Soon afterward, Ruth sits in the Metropolitan Museum, reading Eliot's letters; gradually she becomes aware that a painter is copying one of the masterpieces to be used as a postcard. Striking up a dialogue about whether his work is mimicry or reproduction, she discovers that he is the same young man whom she recently noticed. His name is Rupert Rabeeno. Fascinated by his insistence that he does not duplicate but, rather, reenacts a process, she is convinced by his lively talk that she has found her Lewes and invites him home for tea. They begin reading Eliot's novels together, which Ruth sees as reenacting the nightly reading by Eliot and Lewes and, therefore, as building the same mental and emotional intimacy that the nineteenth century couple had shared. Rupert often interrupts the reading to recount details of his past. When Ruth feels the time is right, she shares her dream of ideal friendship, directing Rupert's attention to Lewes and believing that Rupert understands her as Lewes understood and sympathized with Eliot. He signals his apparent rapport by moving in with her.
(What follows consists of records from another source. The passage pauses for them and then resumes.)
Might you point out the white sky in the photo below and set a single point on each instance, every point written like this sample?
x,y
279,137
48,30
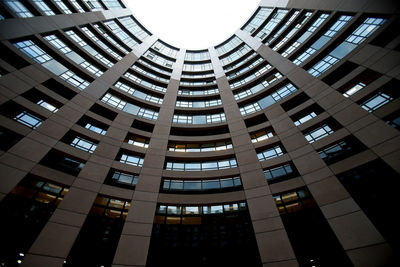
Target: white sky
x,y
192,24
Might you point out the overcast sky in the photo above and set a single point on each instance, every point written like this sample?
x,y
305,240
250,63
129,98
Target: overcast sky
x,y
192,24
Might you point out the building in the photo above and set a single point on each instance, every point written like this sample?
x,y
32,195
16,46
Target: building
x,y
278,147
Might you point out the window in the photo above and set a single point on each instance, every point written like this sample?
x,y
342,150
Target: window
x,y
77,39
280,173
341,150
201,186
129,108
98,239
222,145
228,46
28,119
18,8
25,212
318,133
257,88
43,7
137,93
268,100
305,35
258,19
201,166
40,56
270,39
131,159
63,48
137,140
111,39
122,178
376,101
301,20
262,135
63,162
368,27
270,153
324,39
62,6
273,21
94,38
83,144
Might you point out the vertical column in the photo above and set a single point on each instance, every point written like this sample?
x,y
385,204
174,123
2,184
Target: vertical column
x,y
135,239
273,242
59,234
358,236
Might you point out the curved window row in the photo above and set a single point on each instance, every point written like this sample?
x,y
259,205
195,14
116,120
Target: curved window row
x,y
270,153
273,21
199,119
198,92
197,83
137,93
133,27
158,59
39,55
197,67
270,39
179,147
149,74
77,39
120,33
299,23
201,166
325,38
164,49
197,55
229,45
234,74
321,19
252,76
199,104
138,80
109,38
141,61
261,14
201,186
268,100
120,104
241,51
196,210
195,75
368,27
100,43
75,57
259,87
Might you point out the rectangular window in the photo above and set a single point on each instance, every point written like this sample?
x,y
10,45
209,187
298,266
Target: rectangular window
x,y
368,27
43,7
131,160
39,55
18,8
270,153
318,133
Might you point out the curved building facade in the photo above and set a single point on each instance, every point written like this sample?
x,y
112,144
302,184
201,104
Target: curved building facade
x,y
277,147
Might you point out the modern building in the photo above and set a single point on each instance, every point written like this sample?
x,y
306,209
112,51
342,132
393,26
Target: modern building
x,y
277,147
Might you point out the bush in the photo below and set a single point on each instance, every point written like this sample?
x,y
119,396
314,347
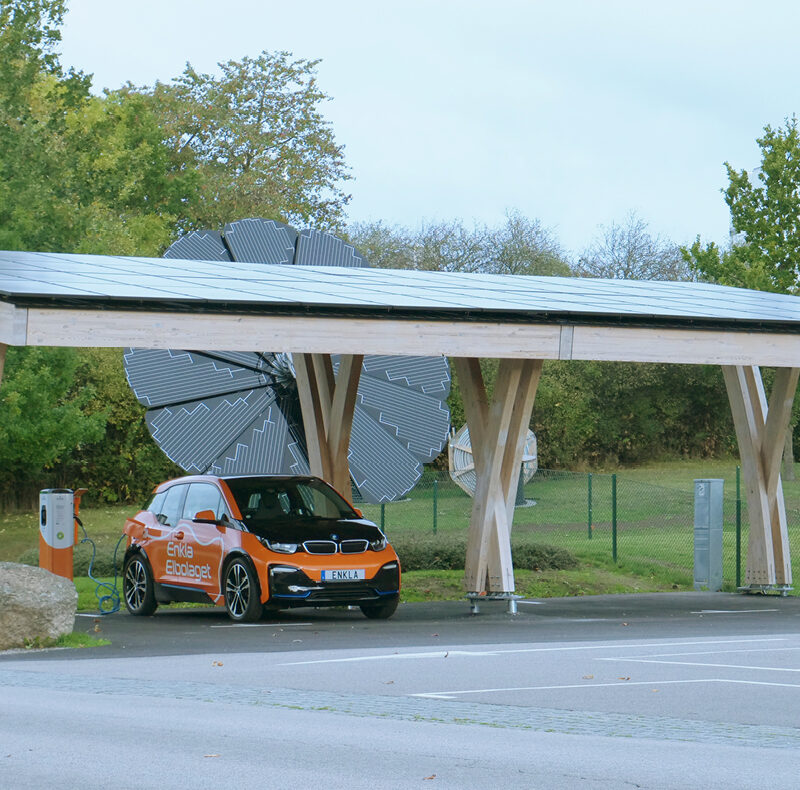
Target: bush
x,y
429,552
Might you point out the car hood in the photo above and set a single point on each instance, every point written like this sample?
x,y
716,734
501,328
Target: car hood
x,y
299,530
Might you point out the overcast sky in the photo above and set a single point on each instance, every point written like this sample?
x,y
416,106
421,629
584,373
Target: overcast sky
x,y
573,112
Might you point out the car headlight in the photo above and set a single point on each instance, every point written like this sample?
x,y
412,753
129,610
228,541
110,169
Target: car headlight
x,y
280,547
379,544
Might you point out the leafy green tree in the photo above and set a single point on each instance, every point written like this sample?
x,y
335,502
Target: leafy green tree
x,y
765,219
765,216
77,173
43,418
258,140
122,463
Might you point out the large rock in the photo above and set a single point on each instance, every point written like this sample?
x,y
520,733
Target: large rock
x,y
34,604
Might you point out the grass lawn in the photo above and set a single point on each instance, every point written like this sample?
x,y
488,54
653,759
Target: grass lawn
x,y
655,514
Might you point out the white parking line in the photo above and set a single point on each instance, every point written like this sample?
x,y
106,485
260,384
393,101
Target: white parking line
x,y
447,653
651,683
706,653
701,664
734,611
259,625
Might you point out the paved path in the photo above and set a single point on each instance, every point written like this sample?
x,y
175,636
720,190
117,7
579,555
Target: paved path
x,y
651,691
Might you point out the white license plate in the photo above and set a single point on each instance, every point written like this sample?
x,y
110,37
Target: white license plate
x,y
346,575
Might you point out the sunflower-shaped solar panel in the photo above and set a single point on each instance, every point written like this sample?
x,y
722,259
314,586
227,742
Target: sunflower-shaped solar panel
x,y
237,412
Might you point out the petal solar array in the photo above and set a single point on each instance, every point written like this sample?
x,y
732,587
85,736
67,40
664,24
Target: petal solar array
x,y
239,413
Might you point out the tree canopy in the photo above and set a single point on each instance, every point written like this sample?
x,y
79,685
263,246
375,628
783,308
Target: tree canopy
x,y
520,245
627,251
257,139
765,220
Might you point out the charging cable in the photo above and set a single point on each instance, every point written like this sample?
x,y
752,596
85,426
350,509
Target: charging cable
x,y
109,602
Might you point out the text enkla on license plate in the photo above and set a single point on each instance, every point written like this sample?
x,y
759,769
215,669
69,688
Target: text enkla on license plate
x,y
344,575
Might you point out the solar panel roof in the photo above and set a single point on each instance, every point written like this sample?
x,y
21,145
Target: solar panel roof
x,y
100,281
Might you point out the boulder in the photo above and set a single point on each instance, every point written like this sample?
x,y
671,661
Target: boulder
x,y
34,605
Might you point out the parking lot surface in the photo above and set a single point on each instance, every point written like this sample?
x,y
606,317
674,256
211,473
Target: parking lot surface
x,y
656,691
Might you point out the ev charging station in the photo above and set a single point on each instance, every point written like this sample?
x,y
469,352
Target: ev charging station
x,y
58,529
708,534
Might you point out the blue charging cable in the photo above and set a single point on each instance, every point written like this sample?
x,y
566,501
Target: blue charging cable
x,y
109,602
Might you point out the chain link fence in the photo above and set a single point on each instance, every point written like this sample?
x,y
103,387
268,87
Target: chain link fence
x,y
600,518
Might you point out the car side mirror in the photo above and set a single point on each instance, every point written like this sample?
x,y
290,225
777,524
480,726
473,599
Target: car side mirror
x,y
206,516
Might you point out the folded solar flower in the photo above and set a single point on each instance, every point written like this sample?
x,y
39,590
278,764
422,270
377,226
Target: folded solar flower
x,y
238,412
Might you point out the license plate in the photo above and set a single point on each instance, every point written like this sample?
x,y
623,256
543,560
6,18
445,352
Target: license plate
x,y
346,575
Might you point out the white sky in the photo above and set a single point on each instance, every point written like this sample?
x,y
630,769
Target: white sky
x,y
574,112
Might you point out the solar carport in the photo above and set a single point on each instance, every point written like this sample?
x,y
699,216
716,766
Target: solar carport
x,y
49,299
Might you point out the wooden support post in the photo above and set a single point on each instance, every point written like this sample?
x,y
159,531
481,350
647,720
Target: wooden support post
x,y
327,403
760,431
497,430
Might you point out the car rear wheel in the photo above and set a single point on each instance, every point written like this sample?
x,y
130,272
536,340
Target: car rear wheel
x,y
242,597
137,586
381,611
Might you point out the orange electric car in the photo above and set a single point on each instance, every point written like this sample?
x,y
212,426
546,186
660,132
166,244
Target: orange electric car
x,y
257,543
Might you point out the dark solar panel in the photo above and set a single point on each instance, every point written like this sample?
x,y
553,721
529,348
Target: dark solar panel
x,y
239,413
315,248
204,245
208,285
260,241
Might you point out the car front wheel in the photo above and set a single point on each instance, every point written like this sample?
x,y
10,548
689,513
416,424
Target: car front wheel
x,y
242,598
381,611
137,586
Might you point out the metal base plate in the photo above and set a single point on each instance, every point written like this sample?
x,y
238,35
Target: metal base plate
x,y
767,589
475,598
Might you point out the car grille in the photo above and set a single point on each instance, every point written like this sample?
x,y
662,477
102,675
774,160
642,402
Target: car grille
x,y
358,546
320,547
353,546
344,593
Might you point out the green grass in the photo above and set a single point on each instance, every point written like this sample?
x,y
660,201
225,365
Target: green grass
x,y
75,639
654,519
586,580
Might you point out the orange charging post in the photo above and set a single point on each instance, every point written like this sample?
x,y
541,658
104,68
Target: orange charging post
x,y
58,529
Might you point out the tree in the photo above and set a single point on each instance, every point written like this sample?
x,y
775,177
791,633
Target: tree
x,y
765,215
524,246
627,251
519,246
42,418
258,140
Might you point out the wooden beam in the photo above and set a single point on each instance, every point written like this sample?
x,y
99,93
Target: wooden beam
x,y
456,338
760,431
497,429
327,403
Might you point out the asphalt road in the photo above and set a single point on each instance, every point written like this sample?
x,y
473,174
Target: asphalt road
x,y
652,691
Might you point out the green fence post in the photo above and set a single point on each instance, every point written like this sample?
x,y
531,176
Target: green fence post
x,y
614,517
435,497
738,528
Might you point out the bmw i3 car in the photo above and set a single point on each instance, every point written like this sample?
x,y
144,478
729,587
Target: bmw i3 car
x,y
257,543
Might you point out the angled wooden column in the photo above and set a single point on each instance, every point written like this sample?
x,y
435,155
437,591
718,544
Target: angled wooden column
x,y
497,432
327,402
760,431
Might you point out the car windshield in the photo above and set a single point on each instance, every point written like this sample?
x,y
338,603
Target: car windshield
x,y
263,500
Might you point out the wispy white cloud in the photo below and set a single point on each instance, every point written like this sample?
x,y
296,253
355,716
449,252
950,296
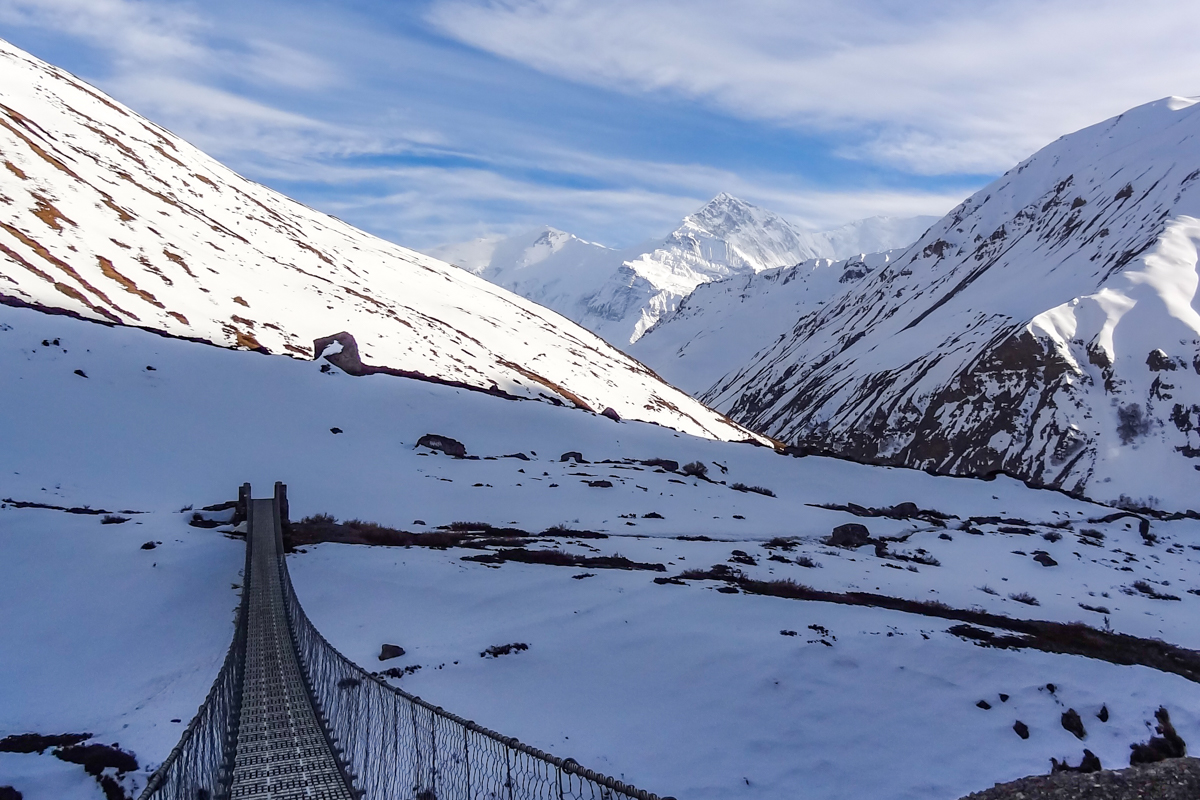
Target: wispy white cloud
x,y
933,88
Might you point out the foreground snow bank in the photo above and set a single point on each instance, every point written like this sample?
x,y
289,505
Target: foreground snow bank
x,y
671,687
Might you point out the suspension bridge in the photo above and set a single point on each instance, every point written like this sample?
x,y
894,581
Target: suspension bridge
x,y
289,717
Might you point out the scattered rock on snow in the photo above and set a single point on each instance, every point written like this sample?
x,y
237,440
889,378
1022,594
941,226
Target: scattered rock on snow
x,y
1090,763
1072,722
443,444
850,535
498,650
1044,559
1168,744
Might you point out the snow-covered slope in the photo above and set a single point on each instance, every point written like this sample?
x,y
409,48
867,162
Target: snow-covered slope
x,y
621,294
1047,326
721,325
667,684
109,216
When they begin reading Eliot's biographies, Ruth is disturbed to discover that Rupert previously had known little of Eliot and nothing at all of Lewes or John Cross, the man twenty years her junior whom Eliot married after Lewes's death. As they take turns reading aloud, reenacting Eliot's life, Rupert shows far more energy and enthusiasm for reenacting the role of Cross, creating a Cross quite different from Ruth's understanding of him, than he has shown for complying with Ruth's wish that he try to make himself into Lewes. Although Ruth insists that Eliot and Cross were true lovers, Rupert maintains that Cross never consummated his marriage. Rupert believes that Cross's attempt to make himself into an intellectual copy of Lewes to keep Eliot from feeling the loss of her longtime companion caused Cross's nervous collapse and leap into the Grand Canal of Venice during their honeymoon. Rupert's re-creation of Cross trying to be Lewes for Eliot is so convincing, so alive, that it leaves Ruth feeling that he has taken Lewes, the great mind and generous soul of her dream, from her and given her instead the athletically and practically focused Cross, man of the outdoors. When Rupert next proposes marriage, however, Ruth feels reassured that he really does understand ideal friendship and will be her Lewes. On their wedding night, Rupert repeats his reenactment, charging toward the window Cross-style, but leaving by the door, as Ruth calls after him, forced to acknowledge that he is only a copyist.

Bibliography

Bloom, Harold, ed. Cynthia Ozick: Modern Critical Views. New York: Chelsea House, 1986.

Cohen, Sarah Blacher. Cynthia Ozick's Comic Art: From Levity to Liturgy. Bloomington: Indiana University Press, 1994.

Friedman, Lawrence S. Understanding Cynthia Ozick. Columbia: University of South Carolina Press, 1991.

Kauver, Elaine M. Cynthia Ozick's Fiction: Tradition and Invention. Bloomington: Indiana University Press, 1993.

Lowin, Joseph. Cynthia Ozick. Boston: Twayne, 1988.

Pinsker, Sanford. The Uncompromising Fictions of Cynthia Ozick. Columbia: University of Missouri Press, 1987.

Rainwater, Catherine, and William J. Scheick, eds. Three Contemporary Women Novelists: Hazzard, Ozick, and Redmon, Austin: University of Texas Press, 1983.

Strandberg, Victor H. Greek Mind/Jewish Soul: The Conflicted Art of Cynthia Ozick. Madison: University of Wisconsin Press, 1991.

Walden, Daniel, ed. The Changing Mosaic: From Cahan to Malamud, Roth, and Ozick. Albany: State University of New York Press, 1993.

Walden, Daniel, ed. The World of Cynthia Ozick: Studies inAmerican Jewish Literature. Kent, Ohio: Kent State University Press, 1987.